AutoSearch: Adaptive Search Depth for Efficient Agentic RAG via Reinforcement Learning
For developers of agentic RAG systems, this work addresses the bottleneck of balancing search depth and cost, offering an adaptive solution that improves efficiency without sacrificing accuracy.
Agentic RAG systems often perform redundant search steps, increasing cost and latency. AutoSearch uses reinforcement learning to dynamically determine the minimal sufficient search depth, achieving a superior accuracy-efficiency trade-off and reducing over-searching while maintaining search quality.

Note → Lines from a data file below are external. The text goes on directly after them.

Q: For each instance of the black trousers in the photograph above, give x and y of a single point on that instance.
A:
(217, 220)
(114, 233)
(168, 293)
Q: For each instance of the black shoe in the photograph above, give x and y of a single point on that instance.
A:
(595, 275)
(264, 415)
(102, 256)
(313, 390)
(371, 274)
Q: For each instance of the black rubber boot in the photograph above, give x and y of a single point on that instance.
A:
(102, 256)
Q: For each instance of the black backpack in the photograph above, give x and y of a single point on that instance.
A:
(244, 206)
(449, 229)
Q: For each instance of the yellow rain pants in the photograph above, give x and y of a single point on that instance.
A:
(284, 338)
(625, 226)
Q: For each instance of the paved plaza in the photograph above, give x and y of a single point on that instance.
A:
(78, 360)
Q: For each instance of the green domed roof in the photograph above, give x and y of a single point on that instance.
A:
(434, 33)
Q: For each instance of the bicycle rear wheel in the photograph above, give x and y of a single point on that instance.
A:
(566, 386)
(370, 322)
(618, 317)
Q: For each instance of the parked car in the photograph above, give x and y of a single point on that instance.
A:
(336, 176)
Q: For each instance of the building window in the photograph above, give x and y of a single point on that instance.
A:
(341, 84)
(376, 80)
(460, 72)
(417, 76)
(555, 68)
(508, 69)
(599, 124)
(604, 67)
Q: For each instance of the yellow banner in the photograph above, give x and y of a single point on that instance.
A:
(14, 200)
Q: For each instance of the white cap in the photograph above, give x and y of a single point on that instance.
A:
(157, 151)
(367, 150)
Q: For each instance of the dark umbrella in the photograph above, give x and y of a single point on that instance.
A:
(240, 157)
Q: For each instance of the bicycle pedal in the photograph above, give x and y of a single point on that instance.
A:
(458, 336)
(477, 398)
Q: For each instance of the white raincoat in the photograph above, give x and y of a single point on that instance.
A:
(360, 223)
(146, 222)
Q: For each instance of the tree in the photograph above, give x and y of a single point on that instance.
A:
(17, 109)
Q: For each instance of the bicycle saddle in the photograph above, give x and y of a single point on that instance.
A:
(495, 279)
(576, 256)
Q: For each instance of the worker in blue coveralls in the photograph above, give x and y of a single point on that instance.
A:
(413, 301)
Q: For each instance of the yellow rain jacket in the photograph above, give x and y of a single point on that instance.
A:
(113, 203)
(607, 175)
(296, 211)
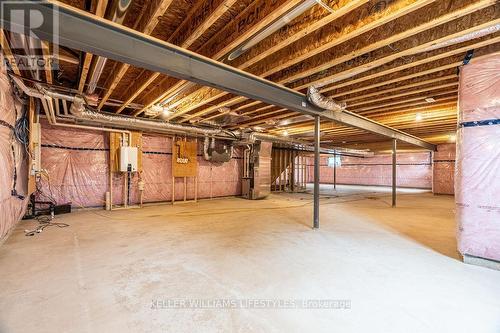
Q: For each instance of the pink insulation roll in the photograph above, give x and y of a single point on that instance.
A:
(77, 164)
(477, 179)
(413, 170)
(12, 157)
(443, 169)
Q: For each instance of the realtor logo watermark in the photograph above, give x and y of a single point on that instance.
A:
(232, 303)
(24, 21)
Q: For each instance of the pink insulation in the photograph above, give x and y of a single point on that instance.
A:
(77, 163)
(477, 179)
(11, 208)
(413, 170)
(443, 169)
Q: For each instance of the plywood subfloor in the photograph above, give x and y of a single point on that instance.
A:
(397, 267)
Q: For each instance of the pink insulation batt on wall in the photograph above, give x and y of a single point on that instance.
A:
(413, 170)
(12, 156)
(77, 163)
(477, 179)
(443, 169)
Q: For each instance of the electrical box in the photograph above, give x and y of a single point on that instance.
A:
(128, 159)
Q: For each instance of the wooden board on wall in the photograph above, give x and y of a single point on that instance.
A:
(186, 151)
(114, 149)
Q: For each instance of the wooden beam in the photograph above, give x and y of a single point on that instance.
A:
(341, 57)
(254, 18)
(411, 92)
(87, 59)
(203, 26)
(389, 55)
(345, 53)
(424, 60)
(336, 37)
(7, 52)
(408, 86)
(146, 25)
(340, 9)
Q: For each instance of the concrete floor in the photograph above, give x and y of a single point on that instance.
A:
(398, 268)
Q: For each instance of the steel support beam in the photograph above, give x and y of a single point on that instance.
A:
(89, 33)
(317, 124)
(394, 161)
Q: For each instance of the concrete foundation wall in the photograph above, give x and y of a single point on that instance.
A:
(78, 166)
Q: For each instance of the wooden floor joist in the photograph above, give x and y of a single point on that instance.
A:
(146, 24)
(356, 71)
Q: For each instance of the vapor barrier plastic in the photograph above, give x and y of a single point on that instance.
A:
(413, 170)
(77, 165)
(477, 179)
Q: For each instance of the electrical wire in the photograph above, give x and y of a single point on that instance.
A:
(44, 221)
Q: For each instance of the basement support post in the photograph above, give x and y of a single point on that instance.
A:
(394, 144)
(316, 171)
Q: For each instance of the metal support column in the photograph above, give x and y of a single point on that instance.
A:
(316, 171)
(394, 143)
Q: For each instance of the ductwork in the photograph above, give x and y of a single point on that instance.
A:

Agentic retrieval-augmented generation (RAG) systems enable large language models (LLMs) to solve complex tasks through multi-step interaction with external retrieval tools. However, such multi-step interaction often involves redundant search steps, incurring substantial computational cost and latency. Prior work limits search depth (i.e., the number of search steps) to reduce cost, but this often leads to underexploration of complex questions. To address this, we first investigate how search depth affects accuracy and find a minimal sufficient search depth that defines an accuracy-efficiency trade-off, jointly determined by question complexity and the agent's capability. Furthermore, we propose AutoSearch, a reinforcement learning (RL) framework that evaluates each search step via self-generated intermediate answers. By a self-answering mechanism, AutoSearch identifies the minimal sufficient search depth and promotes efficient search by rewarding its attainment while penalizing over-searching. In addition, reward mechanisms are introduced to stabilize search behavior and improve answer quality on complex questions. Extensive experiments on multiple benchmarks show that AutoSearch achieves a superior accuracy-efficiency trade-off, alleviating over-searching while preserving search quality.